Es una situación en la que el contenido del estómago vuelve hacia el esófago. Y el esófago no está preparado para soportar el ácido del estómago de forma repetida.

En este capítulo de Universo Tú vamos a explicar desde cero qué es el reflujo gastroesofágico, por qué ocurre, qué síntomas puede dar, qué consecuencias puede tener a corto, medio y largo plazo, qué relación tiene con la forma de comer, qué pruebas pueden realizarse, cómo se trata y cuándo hay que consultar.

Sin alarmismo.

Pero sin quitarle importancia.

Porque una digestión que arde cada semana está diciendo algo.

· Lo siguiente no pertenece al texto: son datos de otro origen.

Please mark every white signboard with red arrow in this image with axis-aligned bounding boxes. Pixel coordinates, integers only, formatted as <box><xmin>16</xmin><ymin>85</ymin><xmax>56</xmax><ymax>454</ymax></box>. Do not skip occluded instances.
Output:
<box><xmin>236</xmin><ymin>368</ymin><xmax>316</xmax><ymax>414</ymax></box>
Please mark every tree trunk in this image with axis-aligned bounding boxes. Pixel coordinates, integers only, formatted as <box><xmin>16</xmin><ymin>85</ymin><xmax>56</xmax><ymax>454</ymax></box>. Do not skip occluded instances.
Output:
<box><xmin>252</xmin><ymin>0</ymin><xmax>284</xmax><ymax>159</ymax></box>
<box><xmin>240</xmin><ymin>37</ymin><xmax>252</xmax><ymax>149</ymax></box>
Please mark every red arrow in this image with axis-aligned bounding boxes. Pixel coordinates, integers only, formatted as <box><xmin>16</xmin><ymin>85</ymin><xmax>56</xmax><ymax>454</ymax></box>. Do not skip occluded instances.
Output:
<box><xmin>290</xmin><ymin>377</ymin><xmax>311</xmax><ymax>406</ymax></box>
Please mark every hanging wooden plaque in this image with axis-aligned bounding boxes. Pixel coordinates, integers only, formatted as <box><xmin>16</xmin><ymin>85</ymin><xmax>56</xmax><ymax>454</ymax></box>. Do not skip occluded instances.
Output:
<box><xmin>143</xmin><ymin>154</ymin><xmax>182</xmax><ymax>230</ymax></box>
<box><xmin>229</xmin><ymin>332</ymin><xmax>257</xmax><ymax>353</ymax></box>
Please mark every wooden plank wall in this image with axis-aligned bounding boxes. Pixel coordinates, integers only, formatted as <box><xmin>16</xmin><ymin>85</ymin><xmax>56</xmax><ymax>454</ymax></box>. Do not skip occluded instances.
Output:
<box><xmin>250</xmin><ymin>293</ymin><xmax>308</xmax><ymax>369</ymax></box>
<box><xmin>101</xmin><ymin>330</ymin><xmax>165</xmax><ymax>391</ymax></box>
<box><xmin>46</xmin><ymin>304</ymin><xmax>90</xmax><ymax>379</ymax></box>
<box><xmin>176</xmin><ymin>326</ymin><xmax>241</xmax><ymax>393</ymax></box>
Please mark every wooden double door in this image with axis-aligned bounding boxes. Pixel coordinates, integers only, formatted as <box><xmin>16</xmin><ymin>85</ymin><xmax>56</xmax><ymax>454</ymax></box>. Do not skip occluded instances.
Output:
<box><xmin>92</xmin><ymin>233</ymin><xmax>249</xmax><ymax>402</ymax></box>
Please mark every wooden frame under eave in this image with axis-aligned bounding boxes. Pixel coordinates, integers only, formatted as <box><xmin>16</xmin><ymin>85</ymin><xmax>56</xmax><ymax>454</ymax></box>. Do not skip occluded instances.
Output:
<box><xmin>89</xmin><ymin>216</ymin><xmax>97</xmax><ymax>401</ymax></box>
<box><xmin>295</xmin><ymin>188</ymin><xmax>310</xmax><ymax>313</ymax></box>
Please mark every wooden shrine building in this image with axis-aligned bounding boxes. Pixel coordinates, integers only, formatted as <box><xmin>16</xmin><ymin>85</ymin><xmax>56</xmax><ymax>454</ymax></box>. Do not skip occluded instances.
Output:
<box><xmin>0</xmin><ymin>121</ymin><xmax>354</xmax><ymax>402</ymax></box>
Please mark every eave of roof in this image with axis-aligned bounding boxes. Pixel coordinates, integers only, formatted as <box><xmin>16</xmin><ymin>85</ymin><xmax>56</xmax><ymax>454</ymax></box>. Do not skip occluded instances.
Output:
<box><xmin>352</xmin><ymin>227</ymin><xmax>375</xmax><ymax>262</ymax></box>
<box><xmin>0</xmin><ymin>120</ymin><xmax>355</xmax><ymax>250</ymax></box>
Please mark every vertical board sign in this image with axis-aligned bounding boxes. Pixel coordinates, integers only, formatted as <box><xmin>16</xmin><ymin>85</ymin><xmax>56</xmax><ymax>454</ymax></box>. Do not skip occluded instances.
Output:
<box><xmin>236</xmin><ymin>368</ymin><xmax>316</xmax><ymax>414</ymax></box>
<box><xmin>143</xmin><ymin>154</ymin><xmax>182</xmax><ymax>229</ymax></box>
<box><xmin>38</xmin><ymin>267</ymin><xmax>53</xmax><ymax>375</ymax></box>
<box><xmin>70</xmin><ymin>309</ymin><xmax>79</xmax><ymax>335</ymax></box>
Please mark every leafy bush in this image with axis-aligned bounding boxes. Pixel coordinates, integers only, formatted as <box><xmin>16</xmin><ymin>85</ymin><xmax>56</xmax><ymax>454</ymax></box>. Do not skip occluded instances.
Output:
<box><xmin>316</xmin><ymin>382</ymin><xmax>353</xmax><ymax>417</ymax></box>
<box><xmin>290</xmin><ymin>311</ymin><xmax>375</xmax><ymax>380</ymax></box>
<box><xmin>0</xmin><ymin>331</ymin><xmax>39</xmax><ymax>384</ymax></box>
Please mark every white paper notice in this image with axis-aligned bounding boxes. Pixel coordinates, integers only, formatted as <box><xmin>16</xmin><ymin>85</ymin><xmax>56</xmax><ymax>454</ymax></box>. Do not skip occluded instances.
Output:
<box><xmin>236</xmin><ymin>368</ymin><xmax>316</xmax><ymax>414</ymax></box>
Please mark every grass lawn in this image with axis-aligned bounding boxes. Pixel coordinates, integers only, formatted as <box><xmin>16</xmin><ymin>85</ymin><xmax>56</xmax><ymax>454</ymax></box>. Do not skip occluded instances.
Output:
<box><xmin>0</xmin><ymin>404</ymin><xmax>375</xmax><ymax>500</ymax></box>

QUÉ ES EL REFLUJO GASTROESOFÁGICO

El reflujo gastroesofágico ocurre cuando el contenido del estómago vuelve hacia el esófago.

El National Institute of Diabetes and Digestive and Kidney Diseases, dentro de los NIH de Estados Unidos, explica que el reflujo gastroesofágico aparece cuando el contenido del estómago vuelve hacia el esófago. Cuando ese reflujo causa síntomas repetidos o complicaciones, se habla de enfermedad por reflujo gastroesofágico, también llamada ERGE.

Dicho de forma sencilla:

El estómago tiene ácido.

El esófago no está diseñado para recibir ácido de forma repetida.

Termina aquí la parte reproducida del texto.